Si Veolia fait figure de grand gagnant, Suez n’est pour l’instant pas réduit à néant. Dans un souci de se régler aux règles de l’Autorité pour la concurrence, le groupe va être réduit aux activités principalement françaises et avec quelques concessions étrangères (Italie, République Tchèque, Afrique dont le Maroc, Asie Centrale, Inde, Chine ou encore Australie), pour représenter 7 milliards d’euros de chiffre d’affaires. Elle bénéficie tout de même de marchés prometteurs, et d’une taille importante bien que réduite avec désormais 45 000 salariés, bien loin des 80 000 initiaux.

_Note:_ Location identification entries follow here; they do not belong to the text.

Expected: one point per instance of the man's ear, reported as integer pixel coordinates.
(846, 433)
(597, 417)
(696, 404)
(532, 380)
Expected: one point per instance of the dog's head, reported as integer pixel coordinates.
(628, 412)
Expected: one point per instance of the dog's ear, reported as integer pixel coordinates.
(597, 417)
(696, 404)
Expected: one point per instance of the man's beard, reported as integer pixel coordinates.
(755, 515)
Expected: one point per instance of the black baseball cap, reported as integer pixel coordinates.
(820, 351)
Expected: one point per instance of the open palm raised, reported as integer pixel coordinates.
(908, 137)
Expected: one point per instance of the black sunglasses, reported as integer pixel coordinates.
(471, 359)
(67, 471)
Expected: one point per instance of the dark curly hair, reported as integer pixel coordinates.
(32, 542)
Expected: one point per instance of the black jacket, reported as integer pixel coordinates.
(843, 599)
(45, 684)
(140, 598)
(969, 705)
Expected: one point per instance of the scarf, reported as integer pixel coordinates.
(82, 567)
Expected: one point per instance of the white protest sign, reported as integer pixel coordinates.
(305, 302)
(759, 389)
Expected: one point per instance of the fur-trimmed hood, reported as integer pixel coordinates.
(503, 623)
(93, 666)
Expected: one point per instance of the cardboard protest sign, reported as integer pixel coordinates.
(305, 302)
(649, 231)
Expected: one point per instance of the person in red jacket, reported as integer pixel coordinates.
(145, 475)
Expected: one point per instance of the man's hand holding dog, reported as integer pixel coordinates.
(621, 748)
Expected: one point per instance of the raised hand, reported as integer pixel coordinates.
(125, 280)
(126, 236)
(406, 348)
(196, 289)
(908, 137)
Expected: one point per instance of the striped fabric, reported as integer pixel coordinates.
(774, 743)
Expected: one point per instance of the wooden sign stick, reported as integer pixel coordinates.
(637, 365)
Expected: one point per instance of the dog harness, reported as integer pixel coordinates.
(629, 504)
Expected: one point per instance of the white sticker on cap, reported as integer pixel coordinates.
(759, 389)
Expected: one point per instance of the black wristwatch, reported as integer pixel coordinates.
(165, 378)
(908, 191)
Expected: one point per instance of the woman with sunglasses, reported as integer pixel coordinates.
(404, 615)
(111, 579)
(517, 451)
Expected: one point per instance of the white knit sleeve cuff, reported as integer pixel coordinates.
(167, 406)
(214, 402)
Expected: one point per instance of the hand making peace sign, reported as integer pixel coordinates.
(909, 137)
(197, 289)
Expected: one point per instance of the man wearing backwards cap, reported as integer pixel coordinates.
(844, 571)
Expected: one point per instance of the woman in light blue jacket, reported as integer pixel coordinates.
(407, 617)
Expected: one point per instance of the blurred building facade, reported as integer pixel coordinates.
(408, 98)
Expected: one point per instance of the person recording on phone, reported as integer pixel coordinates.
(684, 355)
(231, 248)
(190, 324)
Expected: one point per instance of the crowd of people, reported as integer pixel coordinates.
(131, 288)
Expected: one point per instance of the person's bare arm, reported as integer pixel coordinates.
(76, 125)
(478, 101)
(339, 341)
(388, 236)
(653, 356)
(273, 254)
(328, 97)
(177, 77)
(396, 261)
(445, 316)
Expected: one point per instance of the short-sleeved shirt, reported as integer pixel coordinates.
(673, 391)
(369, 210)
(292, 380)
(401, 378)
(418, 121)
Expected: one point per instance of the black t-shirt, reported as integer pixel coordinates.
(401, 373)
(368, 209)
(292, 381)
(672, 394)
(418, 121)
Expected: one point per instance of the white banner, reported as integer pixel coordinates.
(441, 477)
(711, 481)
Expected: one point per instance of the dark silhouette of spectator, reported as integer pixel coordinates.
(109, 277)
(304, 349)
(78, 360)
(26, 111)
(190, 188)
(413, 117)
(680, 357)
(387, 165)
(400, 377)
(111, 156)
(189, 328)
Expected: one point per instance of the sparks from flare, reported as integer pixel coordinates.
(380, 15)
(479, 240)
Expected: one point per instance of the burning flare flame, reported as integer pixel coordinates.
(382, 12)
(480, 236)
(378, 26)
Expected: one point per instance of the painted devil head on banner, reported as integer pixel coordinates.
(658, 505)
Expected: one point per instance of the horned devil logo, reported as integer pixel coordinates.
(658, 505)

Meridiam, actionnaire à 40% de ce nouvel édifice, promet de s’engager à long terme, en avançant 860 millions d’euros d’investissements au profit de la recherche et développement ainsi qu’à l’outil industriel français. Pourtant, le nouveau Suez a dû se contraindre d’annuler ses actions effectuées ces 7 derniers mois pour contrecarrer la prise de position de Veolia à savoir la fondation néerlandaise ou encore la vente de ses actifs australiens, qui iront finalement vers son concurrent historique.

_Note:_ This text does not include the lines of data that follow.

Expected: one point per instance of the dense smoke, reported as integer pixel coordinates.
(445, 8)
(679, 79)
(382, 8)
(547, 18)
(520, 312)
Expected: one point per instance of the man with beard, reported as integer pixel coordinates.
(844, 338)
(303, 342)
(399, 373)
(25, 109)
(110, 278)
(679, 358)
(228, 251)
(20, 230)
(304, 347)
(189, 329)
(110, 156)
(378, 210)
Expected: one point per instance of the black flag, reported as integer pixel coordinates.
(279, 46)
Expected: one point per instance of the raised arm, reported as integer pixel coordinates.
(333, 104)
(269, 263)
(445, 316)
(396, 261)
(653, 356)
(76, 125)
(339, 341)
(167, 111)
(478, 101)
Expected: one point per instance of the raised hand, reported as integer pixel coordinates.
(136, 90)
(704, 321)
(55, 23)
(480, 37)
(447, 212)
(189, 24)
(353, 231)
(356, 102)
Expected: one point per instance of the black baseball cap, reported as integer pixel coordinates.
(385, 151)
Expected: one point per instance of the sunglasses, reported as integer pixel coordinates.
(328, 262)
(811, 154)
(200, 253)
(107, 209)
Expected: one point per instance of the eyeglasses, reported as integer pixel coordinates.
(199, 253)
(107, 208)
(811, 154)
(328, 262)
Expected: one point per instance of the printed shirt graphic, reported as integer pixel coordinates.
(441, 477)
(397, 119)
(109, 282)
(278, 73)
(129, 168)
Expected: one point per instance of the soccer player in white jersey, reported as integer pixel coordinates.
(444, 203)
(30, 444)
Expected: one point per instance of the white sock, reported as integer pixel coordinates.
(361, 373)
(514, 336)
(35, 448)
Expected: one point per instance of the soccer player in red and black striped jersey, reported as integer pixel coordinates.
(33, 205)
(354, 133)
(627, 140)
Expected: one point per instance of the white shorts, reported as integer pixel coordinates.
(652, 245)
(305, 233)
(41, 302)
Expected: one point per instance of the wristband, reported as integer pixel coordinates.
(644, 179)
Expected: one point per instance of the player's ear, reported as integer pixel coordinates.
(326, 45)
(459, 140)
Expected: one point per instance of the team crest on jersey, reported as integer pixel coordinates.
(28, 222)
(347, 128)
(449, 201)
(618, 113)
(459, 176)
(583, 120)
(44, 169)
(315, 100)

Cette OPA hostile en rappelle d’autres. Déjà dans le passé, des poids lourds bancaires et pétroliers en 1999 ou encore pharmaceutiques en 2004 avaient lutté pendant des mois, pour finalement aboutir à un accord, que ce soit BNP, Société Générale et Paribas, Total et Elf ou encore Sanofi-Synthélabo et Aventis. S’il est aujourd’hui présenté comme un accord gagnant-gagnant pour Veolia, les actionnaires, l’Etat Français et la perspective de créer un « nouveau Suez », il est aujourd’hui impossible de savoir de quoi sera faite cette opération, s’agissant d’une réelle expansion de Veolia, ou bien d’une volonté de destruction d’un concurrent historique. De nombreuses questions restent en suspens, notamment sur les capacités de Veolia à absorber rapidement la dette émise pour faire cette acquisition et la place des équipes de Suez dans la stratégie de Veolia. Enfin, les réelles perspectives du “nouveau Suez” restent à établir, à l’heure où le fonds Ardian-GIP, futur actionnaire de 40% des parts, s’insurge contre la position minoritaire qui lui est attribuée.

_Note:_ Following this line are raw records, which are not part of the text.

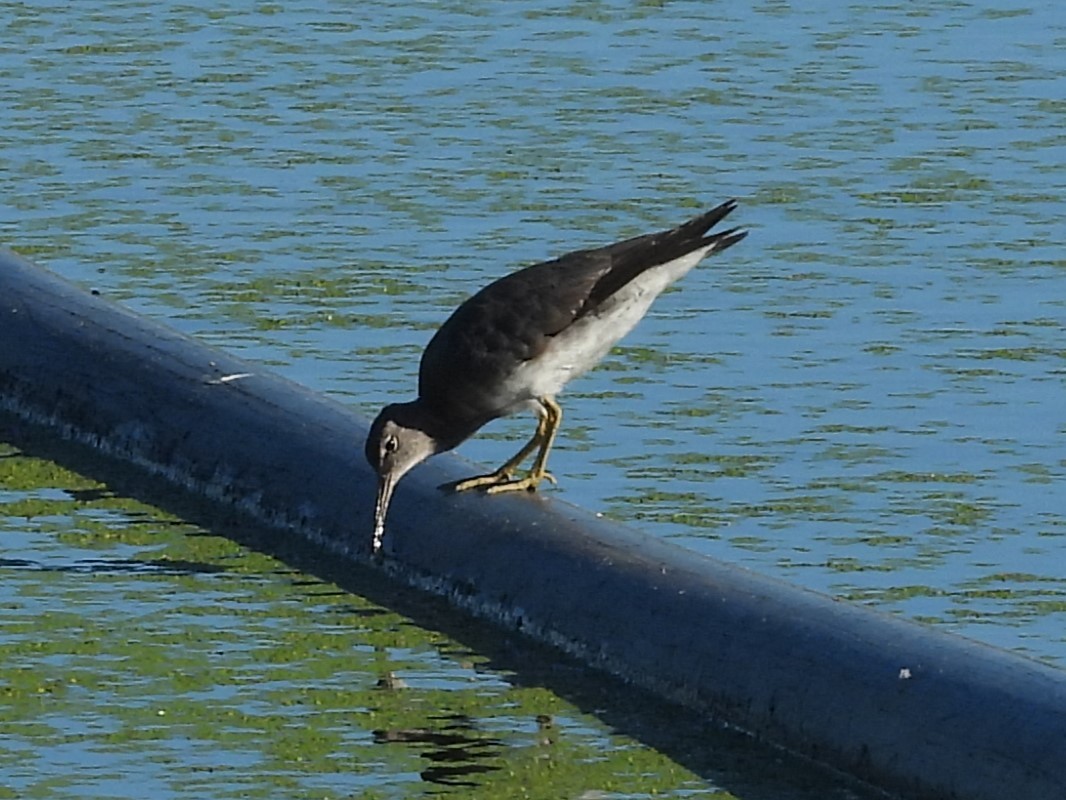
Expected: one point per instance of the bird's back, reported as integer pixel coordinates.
(471, 362)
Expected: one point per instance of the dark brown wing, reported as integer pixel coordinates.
(513, 319)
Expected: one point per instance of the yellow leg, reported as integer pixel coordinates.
(549, 417)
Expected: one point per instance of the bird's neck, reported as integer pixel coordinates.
(447, 430)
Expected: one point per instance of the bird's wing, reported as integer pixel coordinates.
(515, 318)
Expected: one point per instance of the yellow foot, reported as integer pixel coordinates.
(529, 483)
(497, 482)
(480, 481)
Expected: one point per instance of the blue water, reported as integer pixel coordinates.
(865, 397)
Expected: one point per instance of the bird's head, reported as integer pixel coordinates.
(398, 442)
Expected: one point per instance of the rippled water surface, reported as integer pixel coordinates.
(865, 397)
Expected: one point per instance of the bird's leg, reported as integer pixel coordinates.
(506, 470)
(549, 416)
(548, 425)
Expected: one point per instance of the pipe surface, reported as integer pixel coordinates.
(905, 707)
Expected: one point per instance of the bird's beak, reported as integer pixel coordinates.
(385, 485)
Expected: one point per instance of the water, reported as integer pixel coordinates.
(865, 397)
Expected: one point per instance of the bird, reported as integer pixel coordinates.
(515, 344)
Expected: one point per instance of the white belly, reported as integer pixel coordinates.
(584, 344)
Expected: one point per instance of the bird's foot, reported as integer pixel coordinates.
(479, 481)
(529, 483)
(500, 481)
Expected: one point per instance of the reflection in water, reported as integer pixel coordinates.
(457, 750)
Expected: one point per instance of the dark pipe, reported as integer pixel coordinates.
(903, 706)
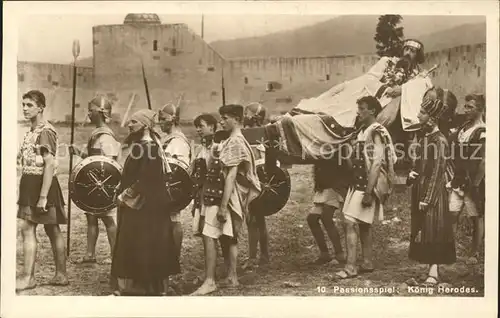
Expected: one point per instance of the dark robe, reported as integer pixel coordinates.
(432, 240)
(144, 250)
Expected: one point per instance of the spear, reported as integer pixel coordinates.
(223, 88)
(76, 52)
(146, 85)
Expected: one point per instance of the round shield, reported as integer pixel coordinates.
(93, 184)
(275, 191)
(178, 185)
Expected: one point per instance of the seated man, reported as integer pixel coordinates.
(330, 190)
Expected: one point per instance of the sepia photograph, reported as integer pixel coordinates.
(162, 153)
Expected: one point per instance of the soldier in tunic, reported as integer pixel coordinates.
(177, 146)
(40, 197)
(206, 126)
(467, 189)
(255, 114)
(145, 254)
(373, 169)
(330, 189)
(102, 142)
(232, 184)
(431, 240)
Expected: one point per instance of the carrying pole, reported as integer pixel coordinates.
(76, 52)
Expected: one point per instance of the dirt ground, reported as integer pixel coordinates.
(292, 247)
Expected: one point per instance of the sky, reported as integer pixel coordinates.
(49, 38)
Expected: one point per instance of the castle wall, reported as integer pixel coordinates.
(176, 60)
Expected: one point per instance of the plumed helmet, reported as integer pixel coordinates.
(170, 112)
(103, 103)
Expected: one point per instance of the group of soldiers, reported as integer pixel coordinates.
(146, 241)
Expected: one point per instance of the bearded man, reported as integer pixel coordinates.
(177, 146)
(383, 81)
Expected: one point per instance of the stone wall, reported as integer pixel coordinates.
(461, 69)
(176, 60)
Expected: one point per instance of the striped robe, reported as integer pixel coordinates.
(432, 240)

La prudence est de mise et la classe politique n’a pas manqué de s’inquiéter de la perte d’un fleuron français au bénéfice d’un autre. Auparavant, des OPA jugées prometteuses n’ont pas eu le rendu espéré, que ce soit Technip et FMC, ou encore Daimler et Chrysler. Cependant, pour en juger, il faut que cette fusion soit entérinée et convaincre la Commission Européenne du bien-fondé de l’opération ; elle qui n’a pas hésité à refuser l’acquisition d’Alstom par Siemens.